Summer camp, warfare style: Like a frozen turkey plunged into boiling oil, a group of American tourists descend from an air-conditioned van into the scorching heat of the West Bank. Flashing smiles all around, they march into Caliber 3, a local shooting range.
“Move it!” the Israeli guide suddenly yells. “Destroy that ,” he orders them, and they charge, guns loaded, at cardboard targets.
Gush Etzion has become a hot destination in recent months for tourists seeking an Israeli experience like no other: The opportunity to pretend-shoot a terror operative. Residents of the nearby settlements, who run the site, offer day-trippers a chance to hear stories from the battleground, watch a simulated assassination of terrorists by guards, and fire weapons at the range.
Michel Brown, 40, a Miami banker, chose to take his wife and three children to the range with the purpose of “teaching them values.”

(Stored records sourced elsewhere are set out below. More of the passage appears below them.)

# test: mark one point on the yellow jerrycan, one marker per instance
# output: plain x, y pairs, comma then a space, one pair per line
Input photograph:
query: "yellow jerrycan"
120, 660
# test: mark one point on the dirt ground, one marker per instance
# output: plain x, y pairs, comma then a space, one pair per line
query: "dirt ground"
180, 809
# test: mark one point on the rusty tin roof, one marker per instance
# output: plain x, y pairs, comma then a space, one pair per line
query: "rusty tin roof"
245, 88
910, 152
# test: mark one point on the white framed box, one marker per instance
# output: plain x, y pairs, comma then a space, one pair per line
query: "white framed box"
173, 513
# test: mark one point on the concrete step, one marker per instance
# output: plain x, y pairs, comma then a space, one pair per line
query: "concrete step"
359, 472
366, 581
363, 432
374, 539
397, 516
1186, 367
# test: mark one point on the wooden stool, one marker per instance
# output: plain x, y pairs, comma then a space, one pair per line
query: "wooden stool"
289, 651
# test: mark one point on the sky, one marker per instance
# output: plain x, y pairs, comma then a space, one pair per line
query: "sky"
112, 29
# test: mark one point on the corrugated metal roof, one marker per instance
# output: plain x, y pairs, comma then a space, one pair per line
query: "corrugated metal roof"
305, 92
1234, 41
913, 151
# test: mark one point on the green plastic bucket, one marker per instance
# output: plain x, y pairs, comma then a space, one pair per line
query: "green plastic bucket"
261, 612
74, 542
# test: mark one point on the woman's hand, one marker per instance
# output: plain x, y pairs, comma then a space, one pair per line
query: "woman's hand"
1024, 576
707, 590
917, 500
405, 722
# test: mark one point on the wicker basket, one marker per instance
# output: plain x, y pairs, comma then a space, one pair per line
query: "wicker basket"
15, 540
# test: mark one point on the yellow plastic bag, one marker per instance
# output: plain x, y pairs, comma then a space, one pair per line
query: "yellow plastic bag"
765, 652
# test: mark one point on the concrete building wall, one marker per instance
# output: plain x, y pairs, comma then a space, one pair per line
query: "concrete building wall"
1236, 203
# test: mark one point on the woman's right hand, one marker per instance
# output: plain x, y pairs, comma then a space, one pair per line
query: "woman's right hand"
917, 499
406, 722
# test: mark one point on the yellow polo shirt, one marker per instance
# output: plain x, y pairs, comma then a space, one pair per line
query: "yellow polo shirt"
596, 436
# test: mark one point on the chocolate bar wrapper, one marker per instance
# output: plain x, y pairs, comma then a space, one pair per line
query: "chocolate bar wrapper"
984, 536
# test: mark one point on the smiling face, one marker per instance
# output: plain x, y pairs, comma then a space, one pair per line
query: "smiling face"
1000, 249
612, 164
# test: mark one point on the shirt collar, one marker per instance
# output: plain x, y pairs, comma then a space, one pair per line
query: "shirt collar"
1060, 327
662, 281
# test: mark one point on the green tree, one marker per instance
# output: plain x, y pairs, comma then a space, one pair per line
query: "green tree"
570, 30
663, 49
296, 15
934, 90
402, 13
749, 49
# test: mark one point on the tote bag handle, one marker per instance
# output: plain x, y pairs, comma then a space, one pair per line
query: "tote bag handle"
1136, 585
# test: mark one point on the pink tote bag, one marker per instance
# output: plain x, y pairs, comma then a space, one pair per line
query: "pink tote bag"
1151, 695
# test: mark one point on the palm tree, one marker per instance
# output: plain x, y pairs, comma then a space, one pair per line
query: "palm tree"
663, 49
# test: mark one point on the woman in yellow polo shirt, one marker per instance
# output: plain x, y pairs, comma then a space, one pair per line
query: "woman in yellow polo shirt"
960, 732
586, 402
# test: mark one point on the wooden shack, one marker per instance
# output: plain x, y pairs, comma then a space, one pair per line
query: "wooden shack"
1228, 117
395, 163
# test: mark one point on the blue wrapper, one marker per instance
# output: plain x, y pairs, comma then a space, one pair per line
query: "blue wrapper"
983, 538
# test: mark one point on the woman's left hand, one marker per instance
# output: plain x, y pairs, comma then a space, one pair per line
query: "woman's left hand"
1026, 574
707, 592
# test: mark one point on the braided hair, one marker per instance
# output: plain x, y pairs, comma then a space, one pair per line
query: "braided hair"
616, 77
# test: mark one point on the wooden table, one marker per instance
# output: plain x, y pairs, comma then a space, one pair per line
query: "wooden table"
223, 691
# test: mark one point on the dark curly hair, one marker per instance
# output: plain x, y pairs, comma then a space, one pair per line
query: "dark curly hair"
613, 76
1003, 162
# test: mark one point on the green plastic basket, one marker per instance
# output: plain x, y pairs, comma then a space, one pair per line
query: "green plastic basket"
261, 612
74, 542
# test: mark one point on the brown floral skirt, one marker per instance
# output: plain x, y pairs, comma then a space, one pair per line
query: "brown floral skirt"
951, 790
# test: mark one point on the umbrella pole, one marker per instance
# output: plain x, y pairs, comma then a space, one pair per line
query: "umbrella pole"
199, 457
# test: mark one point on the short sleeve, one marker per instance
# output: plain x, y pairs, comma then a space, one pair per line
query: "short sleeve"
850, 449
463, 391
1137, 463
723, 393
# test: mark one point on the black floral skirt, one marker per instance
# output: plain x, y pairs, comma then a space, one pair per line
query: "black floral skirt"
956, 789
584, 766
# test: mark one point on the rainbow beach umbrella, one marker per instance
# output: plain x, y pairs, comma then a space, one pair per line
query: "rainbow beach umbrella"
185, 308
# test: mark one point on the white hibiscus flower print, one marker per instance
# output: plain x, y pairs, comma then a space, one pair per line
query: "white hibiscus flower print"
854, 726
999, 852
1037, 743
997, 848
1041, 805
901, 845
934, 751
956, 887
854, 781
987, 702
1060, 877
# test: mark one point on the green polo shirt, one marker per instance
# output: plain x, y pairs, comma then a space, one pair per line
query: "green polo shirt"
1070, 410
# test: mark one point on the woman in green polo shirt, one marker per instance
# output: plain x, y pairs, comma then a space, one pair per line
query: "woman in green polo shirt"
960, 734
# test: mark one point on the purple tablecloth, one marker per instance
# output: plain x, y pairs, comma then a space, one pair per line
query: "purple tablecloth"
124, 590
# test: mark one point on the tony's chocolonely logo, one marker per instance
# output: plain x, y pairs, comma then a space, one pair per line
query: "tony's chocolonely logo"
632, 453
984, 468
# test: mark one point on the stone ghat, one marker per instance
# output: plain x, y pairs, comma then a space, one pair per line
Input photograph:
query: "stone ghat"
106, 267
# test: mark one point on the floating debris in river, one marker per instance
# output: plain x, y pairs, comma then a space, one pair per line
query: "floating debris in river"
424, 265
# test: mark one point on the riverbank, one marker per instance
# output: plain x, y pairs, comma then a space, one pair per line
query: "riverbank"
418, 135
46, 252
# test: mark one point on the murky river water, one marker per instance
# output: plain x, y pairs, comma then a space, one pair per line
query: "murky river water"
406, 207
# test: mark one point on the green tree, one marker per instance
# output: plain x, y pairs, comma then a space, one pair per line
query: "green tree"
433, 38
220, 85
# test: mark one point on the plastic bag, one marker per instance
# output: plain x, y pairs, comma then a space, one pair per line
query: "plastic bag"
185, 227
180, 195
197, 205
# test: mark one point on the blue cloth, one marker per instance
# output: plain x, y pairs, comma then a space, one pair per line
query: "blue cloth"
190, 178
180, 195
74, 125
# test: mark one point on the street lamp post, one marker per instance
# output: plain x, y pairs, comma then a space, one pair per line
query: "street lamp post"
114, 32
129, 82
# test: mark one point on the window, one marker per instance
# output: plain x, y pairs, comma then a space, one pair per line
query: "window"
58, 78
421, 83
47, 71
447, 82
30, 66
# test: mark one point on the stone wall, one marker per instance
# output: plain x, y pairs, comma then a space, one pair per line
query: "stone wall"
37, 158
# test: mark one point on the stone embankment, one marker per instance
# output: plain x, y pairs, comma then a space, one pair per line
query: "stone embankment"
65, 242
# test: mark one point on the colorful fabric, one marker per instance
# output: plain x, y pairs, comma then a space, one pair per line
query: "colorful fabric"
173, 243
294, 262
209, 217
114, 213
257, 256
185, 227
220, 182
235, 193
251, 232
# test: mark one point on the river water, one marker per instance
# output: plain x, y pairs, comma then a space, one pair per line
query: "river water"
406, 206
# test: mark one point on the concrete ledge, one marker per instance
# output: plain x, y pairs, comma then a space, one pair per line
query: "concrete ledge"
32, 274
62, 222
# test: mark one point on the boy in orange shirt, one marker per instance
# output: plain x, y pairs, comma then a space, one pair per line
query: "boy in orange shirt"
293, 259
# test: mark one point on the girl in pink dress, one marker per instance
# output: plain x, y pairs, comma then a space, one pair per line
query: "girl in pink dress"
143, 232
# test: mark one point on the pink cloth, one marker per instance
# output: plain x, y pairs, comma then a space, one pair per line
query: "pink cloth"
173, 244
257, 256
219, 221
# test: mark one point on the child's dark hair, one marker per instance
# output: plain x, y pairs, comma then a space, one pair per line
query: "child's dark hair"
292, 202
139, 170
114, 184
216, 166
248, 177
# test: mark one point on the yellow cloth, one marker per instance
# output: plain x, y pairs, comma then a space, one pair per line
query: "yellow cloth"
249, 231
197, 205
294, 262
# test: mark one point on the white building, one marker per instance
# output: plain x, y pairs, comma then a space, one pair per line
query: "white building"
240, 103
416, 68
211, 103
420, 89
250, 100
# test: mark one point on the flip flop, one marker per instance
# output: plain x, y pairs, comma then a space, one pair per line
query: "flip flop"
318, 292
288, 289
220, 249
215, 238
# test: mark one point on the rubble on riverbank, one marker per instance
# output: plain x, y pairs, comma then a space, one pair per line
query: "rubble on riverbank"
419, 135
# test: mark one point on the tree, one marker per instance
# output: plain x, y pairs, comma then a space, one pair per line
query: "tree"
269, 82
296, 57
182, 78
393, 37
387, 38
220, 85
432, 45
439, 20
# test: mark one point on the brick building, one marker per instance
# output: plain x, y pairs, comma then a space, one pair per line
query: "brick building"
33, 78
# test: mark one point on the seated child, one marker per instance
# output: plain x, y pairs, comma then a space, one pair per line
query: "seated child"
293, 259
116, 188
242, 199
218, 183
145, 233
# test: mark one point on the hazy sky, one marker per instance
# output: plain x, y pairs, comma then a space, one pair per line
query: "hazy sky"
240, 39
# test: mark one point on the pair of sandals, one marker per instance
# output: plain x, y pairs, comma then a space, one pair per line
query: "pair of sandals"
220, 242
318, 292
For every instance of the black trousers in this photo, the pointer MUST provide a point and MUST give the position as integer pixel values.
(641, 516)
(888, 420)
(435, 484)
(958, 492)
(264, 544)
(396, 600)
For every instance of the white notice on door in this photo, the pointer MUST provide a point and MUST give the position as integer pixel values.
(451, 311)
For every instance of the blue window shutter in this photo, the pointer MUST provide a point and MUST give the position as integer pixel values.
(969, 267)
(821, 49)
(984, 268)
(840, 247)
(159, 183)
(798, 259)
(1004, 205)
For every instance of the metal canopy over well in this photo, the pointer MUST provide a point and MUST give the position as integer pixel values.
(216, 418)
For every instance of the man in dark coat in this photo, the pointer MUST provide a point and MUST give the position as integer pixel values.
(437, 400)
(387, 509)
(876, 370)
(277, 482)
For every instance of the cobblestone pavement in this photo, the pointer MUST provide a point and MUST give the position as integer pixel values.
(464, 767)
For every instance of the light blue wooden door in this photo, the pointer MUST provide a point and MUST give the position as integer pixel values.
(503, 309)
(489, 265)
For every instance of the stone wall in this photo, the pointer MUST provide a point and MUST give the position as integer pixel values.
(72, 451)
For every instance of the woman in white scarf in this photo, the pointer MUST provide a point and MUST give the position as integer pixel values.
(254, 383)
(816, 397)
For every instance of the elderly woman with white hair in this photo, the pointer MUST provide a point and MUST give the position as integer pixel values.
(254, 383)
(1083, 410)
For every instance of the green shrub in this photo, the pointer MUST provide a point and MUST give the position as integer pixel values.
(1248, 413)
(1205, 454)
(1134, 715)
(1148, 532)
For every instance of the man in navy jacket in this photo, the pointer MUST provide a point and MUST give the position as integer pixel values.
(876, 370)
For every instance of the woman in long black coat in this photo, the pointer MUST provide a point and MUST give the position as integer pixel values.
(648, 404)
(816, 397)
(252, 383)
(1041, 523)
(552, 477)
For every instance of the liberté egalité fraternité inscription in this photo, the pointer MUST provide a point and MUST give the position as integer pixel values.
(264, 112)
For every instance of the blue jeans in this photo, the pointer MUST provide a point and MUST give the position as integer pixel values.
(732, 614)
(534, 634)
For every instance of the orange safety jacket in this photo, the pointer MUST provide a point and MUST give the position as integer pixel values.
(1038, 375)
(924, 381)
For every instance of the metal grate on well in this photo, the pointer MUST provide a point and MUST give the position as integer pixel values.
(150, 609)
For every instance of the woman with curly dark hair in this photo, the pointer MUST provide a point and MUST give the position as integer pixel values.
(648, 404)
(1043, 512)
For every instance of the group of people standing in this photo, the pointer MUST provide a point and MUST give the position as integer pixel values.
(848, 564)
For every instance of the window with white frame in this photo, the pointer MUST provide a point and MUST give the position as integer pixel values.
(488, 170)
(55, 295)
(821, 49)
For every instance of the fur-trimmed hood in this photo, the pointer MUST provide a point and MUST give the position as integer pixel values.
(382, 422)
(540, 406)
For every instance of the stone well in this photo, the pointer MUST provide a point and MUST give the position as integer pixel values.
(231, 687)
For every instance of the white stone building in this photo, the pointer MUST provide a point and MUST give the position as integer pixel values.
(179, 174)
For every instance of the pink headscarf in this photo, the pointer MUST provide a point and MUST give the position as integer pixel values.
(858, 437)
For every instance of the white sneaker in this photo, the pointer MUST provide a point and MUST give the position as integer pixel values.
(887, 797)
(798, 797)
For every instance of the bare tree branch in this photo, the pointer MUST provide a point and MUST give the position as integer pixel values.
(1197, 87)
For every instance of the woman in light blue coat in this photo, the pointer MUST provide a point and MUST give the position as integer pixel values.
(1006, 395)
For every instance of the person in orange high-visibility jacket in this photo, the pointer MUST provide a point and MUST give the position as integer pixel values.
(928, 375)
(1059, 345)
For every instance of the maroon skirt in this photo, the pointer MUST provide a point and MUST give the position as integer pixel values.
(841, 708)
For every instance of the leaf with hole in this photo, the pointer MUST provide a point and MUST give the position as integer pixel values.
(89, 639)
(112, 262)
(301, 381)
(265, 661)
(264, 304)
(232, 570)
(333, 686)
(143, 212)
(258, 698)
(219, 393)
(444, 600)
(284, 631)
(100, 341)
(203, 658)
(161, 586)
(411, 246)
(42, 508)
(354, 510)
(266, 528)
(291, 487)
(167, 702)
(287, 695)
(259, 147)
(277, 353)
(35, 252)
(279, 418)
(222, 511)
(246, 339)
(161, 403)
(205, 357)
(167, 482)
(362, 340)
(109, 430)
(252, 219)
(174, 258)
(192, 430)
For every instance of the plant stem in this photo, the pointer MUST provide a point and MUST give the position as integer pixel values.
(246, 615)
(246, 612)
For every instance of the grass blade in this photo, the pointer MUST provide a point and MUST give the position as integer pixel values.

Upon entering the range, his five-year-old daughter (above), Tamara, bursts into tears. A half hour later, she is holding a gun and shooting clay bullets like a pro.
“This is part of their education,” Michel says as he proudly watches his daughter. “They should know where they come from and also feel some action.”
The word used for terrorist in Hebrew is “Mechabel” (mechablim for terrorists). In Israeli discourse this is a synonym for Palestinian.